Consider the graphs of a quadratic function and a linear function on the same set of axes.

cutting
2 points of intersection

$b^2-4ac \gt 0$

touching
1 point of intersection

$b^2-4ac = 0$

missing
no points of intersection

$b^2-4ac \lt 0$

In the graphs meet, the coordinates of the points of intersection of the graphs can be found by solving the two equations simultaneously.

### Example 1

Find the coordinates of the points of intersection of the graphs with equations $y=x^2$ and $y=x+2$.

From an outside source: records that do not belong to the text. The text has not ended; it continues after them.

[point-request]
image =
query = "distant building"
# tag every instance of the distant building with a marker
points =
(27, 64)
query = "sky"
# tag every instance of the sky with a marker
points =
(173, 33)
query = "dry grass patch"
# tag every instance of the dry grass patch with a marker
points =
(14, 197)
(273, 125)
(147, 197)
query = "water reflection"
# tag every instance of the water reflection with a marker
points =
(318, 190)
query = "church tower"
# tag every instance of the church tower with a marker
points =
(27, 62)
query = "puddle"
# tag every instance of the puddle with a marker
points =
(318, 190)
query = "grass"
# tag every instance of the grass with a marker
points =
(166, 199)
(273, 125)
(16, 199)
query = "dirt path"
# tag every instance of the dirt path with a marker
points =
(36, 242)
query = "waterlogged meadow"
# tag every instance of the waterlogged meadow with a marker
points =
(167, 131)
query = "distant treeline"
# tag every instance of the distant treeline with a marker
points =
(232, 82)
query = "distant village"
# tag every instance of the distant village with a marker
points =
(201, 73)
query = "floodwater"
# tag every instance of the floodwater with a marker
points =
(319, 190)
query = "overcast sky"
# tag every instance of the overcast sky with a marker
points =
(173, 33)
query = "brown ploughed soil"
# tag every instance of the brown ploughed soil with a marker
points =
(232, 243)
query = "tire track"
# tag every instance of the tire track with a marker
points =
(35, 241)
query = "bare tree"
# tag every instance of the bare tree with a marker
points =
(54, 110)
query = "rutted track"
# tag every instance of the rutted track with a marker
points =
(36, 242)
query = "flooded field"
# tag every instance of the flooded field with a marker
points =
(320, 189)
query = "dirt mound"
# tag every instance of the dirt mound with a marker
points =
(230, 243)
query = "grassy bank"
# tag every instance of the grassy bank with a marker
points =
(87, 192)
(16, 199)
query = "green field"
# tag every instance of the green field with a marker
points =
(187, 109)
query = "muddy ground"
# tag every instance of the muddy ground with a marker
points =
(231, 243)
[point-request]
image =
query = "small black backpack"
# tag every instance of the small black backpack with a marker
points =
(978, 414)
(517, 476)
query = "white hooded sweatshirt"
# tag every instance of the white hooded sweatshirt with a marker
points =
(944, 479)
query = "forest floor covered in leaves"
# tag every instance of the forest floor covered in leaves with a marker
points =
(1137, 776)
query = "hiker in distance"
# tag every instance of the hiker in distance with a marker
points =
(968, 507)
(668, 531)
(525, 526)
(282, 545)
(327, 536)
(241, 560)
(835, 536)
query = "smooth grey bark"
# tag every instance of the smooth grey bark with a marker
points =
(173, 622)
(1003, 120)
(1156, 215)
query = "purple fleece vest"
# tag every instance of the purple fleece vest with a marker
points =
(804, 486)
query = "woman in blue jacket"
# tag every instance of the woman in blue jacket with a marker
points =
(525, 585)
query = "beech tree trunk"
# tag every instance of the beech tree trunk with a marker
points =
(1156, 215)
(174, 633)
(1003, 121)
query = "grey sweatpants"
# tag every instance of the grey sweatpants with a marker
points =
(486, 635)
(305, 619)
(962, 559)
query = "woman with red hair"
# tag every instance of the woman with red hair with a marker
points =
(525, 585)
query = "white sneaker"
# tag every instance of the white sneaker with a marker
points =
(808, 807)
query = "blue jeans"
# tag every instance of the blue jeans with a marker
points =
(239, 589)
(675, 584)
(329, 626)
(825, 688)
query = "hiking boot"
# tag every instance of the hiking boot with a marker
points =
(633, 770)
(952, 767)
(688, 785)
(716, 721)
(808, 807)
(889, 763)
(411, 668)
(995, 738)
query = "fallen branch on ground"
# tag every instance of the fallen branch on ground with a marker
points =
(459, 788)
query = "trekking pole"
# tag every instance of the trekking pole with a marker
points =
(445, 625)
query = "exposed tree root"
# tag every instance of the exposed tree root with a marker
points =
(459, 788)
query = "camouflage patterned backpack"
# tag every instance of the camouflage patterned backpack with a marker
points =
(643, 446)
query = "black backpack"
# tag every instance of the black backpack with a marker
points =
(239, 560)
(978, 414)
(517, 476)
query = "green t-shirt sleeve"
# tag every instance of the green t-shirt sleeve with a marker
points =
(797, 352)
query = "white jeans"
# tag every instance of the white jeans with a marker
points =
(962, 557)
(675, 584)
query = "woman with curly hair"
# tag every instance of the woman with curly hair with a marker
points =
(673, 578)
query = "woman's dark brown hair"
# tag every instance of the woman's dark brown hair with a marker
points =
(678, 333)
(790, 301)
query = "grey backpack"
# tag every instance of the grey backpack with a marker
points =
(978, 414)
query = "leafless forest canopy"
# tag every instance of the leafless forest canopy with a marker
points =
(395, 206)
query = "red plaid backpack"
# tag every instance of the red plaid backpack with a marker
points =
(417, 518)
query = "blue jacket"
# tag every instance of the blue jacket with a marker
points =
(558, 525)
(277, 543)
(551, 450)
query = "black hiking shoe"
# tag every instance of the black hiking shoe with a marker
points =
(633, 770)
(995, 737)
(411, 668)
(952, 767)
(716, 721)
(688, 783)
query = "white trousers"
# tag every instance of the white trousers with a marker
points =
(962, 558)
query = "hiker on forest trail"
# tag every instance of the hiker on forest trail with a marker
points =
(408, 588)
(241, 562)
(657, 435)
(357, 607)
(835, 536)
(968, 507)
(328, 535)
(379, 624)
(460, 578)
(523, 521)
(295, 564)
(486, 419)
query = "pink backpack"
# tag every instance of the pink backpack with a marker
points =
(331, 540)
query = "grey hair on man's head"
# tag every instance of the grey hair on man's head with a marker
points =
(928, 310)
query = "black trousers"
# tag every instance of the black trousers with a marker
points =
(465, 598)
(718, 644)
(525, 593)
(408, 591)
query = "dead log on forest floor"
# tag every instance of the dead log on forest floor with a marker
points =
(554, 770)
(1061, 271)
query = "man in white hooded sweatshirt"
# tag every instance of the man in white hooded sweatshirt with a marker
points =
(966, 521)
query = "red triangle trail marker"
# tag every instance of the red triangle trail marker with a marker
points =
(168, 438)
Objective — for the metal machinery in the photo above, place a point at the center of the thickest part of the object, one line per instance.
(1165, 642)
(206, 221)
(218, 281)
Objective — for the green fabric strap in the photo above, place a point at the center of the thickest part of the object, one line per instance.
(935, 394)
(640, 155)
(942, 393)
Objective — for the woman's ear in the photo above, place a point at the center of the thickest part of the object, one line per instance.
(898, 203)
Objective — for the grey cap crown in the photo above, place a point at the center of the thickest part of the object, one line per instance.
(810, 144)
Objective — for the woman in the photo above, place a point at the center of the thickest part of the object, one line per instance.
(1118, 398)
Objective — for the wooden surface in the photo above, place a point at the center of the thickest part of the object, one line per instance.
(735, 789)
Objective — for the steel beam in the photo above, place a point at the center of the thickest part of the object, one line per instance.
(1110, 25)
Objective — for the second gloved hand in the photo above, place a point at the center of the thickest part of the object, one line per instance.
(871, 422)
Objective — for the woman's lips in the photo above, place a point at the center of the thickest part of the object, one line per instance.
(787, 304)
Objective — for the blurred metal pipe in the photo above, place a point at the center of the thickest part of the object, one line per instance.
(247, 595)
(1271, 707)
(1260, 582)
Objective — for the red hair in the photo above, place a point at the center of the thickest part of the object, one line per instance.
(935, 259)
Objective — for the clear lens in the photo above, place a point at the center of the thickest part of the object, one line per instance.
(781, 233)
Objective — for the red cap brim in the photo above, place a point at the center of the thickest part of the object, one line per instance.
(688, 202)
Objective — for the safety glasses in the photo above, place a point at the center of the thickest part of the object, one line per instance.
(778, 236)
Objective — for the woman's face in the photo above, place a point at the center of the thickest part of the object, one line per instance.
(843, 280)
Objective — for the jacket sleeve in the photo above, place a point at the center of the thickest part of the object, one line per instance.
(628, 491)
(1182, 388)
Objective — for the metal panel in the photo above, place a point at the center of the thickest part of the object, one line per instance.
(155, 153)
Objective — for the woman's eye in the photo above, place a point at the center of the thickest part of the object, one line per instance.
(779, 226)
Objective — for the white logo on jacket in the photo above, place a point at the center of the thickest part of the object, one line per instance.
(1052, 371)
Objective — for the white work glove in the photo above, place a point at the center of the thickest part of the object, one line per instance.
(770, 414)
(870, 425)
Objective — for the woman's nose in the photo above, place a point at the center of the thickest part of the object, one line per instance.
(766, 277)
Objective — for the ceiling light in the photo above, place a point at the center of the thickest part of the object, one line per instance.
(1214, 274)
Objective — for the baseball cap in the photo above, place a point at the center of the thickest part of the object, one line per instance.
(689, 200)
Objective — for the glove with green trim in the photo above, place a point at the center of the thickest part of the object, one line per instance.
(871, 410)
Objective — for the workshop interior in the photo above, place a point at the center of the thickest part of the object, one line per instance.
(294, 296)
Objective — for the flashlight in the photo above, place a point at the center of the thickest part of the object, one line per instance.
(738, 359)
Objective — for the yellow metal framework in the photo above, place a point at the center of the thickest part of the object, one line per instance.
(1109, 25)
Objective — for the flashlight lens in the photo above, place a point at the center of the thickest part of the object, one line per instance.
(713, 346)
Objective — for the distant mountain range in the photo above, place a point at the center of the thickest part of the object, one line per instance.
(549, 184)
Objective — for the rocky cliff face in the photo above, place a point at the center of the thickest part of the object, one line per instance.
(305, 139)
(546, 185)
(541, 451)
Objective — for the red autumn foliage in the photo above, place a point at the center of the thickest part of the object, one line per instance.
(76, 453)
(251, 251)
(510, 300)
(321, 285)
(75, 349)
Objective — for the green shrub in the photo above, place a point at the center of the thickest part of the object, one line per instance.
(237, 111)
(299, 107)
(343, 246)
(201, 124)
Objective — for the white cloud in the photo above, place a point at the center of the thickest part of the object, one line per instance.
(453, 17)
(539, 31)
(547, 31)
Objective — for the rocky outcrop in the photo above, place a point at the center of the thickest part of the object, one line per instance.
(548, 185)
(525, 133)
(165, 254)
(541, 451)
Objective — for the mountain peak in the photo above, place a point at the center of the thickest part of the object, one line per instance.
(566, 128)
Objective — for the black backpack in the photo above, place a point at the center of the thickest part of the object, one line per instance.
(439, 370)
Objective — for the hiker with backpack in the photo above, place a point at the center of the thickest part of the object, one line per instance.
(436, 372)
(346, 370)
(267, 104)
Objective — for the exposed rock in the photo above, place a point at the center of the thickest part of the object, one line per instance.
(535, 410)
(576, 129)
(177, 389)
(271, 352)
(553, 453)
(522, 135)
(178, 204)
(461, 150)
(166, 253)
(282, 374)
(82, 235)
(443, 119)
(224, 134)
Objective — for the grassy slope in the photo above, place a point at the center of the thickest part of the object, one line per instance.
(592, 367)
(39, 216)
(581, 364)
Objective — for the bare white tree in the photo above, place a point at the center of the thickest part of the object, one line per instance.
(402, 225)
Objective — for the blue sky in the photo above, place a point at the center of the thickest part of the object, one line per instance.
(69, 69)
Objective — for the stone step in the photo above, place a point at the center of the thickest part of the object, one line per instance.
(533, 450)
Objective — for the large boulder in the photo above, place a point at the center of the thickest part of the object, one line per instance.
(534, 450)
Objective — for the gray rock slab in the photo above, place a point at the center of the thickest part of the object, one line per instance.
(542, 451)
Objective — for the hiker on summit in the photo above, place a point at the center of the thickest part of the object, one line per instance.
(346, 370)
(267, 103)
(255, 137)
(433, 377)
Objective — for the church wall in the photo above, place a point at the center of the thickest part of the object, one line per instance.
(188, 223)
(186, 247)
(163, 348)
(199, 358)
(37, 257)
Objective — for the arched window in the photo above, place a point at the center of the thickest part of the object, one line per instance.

\begin{align} \displaystyle x^2 &= x+2 \\ x^2 -x-2 &= 0 \\ (x-2)(x+1) &= 0 \\ x &= 2 \text{ or } x = -1 \\ x &= 2 \text{ giving } y = 2^2 = 4 \\ x &= -1 \text{ giving } y = (-1)^2 = 1 \\ \therefore &(2,4) \text{ and } (-1,1) \end{align}

### Example 2

Find the coordinates of the points of intersection of the graphs with equations $y=2x^2+2x-5$ and $y=x^2-2x$.

\begin{align} \displaystyle 2x^2+2x-5 &= y=x^2-2x \\ x^2 + 4x – 5 &= 0 \\ (x+5)(x-1) &= 0 \\ x &= -5 \text{ or } x = 1 \\ x &= -5 \text{ giving } y = (-5)^2 – 2 \times (-5) = 35 \\ x &= 1 \text{ giving } y = 1^2 – 2 \times 1 = -1 \\ \therefore &(-5,35) \text{ and } (1,-1) \end{align}

### Example 3

$y=x^2-x-2$ and $y=x-k$ have two intersections. Find $k$.

\begin{align} \displaystyle x^2-x-2 &= x-k \\ x^2 -2x+k-2 &= 0 \\ b^2-4ac &\gt 0 &\text{two intersections}\\ (-2)^2-4 \times 1 \times (k-2) > 0 \\ 4-4k+8 > 0 \\ -4k &\gt -12 \\ \therefore k &\lt 3 \end{align}